Near the end of his latest compilation of research, Yves Engler sums up the narrative he has brought to light. The story of Canada’s governmental and business dealings in Africa, he says, “is one long (mostly unbroken) line of exploitation by Canadians of African people and resources.”
It is a sordid history that begins with the British Empire and graduates of the Royal Military College here helping successive British governments pillage African lands. Then, in more recent times, Canadian officials became loyal followers of the American Empire, putting their political loyalties to NATO and anti-communism before any real concern for Africans and their daily dilemmas. Along the way, Anglophone protestant missionaries and Francophone priests in Africa conveyed their “civilizing mission” to the “savages” that they spoke of in their letters when they reported back home to kith and kin in Canada beyond the sea.
Engler’s account shows in accumulated factual detail how that imperial heritage has, in the last generation, spawned a whole new era of grotesque neo-colonialism centred on Canadian business activity in the mining and energy sectors. The prize is to extract, manage, and sell the resources of a whole continent in which most people live on less than $2 per capita per day. In case after case, Engler shows how Canadians have cheated Africans through a carefully organized web of tax evasion, bribery, bad faith and outright violence. The environment has suffered enormous depredation; small farmers and workers have lost their livelihoods; labour unions have been castigated and sovereign governments gravely weakened. It is amazing to read Engler’s pages and find the names of Canadian public figures who are still respected, and yet who have been drawn into the morbid lust for easy loot.
Like the renowned Uruguayan writer Eduardo Galeano, Engler likes to compile detail upon detail in order to build his story. His main method is to catalogue the facts, but the result is not a Homeric type of catalogue, which is typically a long list of the gloriously brave. Canada in Africa is a catalogue of dishonour.
Engler says that he uses voice recognition software to write, so this latest work is indeed a kind of recitation, and the author-cataloguist takes quite a time to get going. Chapter 10 – “Mining Conflict” – is when the story really starts moving, with detailed reports about Canadian business in a host of countries: Burkina Faso, Congo, Côte d’Ivoire, Eritrea, Guinea, Kenya, Madagascar, Mauritania, Niger, Nigeria, Senegal, Sierra Leone, Tanzania, Western Sahara and Zambia. At the beginning of the chapter, even Engler confesses how tiring the process of gathering the research data has been. He forewarns us that the “information that follows may be exhausting, but it is not exhaustive,” and explains that he has assembled his data “to illustrate the scale of Canadian mining activity and its effects.”
Canada in Africa describes a system of business activity with terrible structural consequences, and he wants his fellow Canadians to know about this behemoth.
First, there is the pre-eminent role of Canadian mining enterprises. By 2011, Engler stresses, Canadian mining investment in African economies “had surpassed $31 billion,” and he underlines that “Canada, not China, is the leading international resource investor in Africa.”

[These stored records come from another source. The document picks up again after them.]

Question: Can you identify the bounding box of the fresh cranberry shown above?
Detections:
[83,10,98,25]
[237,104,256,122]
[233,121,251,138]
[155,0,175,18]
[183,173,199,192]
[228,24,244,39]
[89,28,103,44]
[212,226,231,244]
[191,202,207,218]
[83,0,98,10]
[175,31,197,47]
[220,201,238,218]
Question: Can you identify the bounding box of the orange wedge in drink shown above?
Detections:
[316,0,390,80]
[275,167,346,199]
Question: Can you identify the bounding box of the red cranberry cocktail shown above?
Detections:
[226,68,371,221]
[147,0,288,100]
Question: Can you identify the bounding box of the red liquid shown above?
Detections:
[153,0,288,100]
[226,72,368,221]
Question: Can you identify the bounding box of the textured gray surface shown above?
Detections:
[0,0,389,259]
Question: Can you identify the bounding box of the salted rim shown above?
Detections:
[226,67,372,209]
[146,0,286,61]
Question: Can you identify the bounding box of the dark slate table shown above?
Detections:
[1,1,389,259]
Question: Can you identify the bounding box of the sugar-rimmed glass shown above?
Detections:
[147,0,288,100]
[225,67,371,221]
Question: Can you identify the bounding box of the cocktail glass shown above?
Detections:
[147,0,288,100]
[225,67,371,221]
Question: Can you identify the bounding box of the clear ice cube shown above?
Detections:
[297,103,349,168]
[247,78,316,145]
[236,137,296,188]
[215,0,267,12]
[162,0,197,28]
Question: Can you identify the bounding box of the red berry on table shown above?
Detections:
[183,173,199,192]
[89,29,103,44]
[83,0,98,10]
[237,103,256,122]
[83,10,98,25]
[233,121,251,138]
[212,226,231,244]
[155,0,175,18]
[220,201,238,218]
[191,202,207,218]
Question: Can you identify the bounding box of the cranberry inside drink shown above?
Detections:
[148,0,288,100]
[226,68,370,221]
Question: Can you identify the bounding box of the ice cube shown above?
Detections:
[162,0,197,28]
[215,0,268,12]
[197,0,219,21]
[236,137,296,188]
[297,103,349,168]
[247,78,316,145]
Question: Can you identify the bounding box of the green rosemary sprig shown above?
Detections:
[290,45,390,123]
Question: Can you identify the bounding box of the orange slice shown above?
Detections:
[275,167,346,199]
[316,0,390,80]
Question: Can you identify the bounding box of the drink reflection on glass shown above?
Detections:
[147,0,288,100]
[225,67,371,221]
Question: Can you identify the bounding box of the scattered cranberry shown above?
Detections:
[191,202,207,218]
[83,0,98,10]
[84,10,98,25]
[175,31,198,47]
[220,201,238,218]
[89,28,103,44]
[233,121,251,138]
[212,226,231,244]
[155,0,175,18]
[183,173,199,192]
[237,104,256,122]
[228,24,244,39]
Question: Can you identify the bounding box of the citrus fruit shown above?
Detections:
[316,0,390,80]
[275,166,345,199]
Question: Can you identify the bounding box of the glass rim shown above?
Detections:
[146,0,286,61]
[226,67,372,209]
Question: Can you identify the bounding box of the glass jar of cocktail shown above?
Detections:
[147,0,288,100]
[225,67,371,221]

Secondly, the scale is vast: “With mines in at least 35 African countries, Canadian companies operate over 700 mineral projects across the continent.”
Thirdly, these companies have their shares traded on Canadian stock exchanges, since “Canada is home to half of all internationally listed mining companies operating in Africa.”
The essence of this system is that a select group of well-known people in Canada own, control and manage the one financial element that Africa lacks – capital. Through connections with national and international agencies, an elaborate number of pressures are used to mould the behaviour of African politicians and partners. Typically, lenders of capital and aid insist on privatization of a resource, and often the Canadian experts who engineer the credit and insist on the conditionality of loans are the same people who reap the profits from consulting fees and resource extraction.
Finally, the immense amount of money accumulated enters the off-shore network of bank accounts in places such as the Cayman Islands to ensure that neither African governments, nor the Canadian government, will tax these already inflated profits. It is no accident that royalty fees in Africa are much like what they are in Québec – below 5%. Our absurd mining regime has been successfully exported and turned into an all-Africa scheme to churn out money for the few – here – at the expense of the many – there. And all at the expense of the African environment as well.
Little wonder, then, that Engler points to the judgement of the director of Global Financial Integrity, Mr. Raymond Barker, who calls this off-shore financial system in African mining “the ugliest chapter in global economic affairs since slavery.”
That is the shaming message of Canada in Africa.
Yves Engler is a Montreal writer and activist. Canada in Africa: 300 Years of Aid and Exploitation (Fernwood Publishing, RED Publishing, 2015) is his eighth book, two of which have been co-authored. Perhaps his best-known works are The Black Book of Canadian Foreign Policy and The Ugly Canadian: Stephen Harper’s Foreign Policy.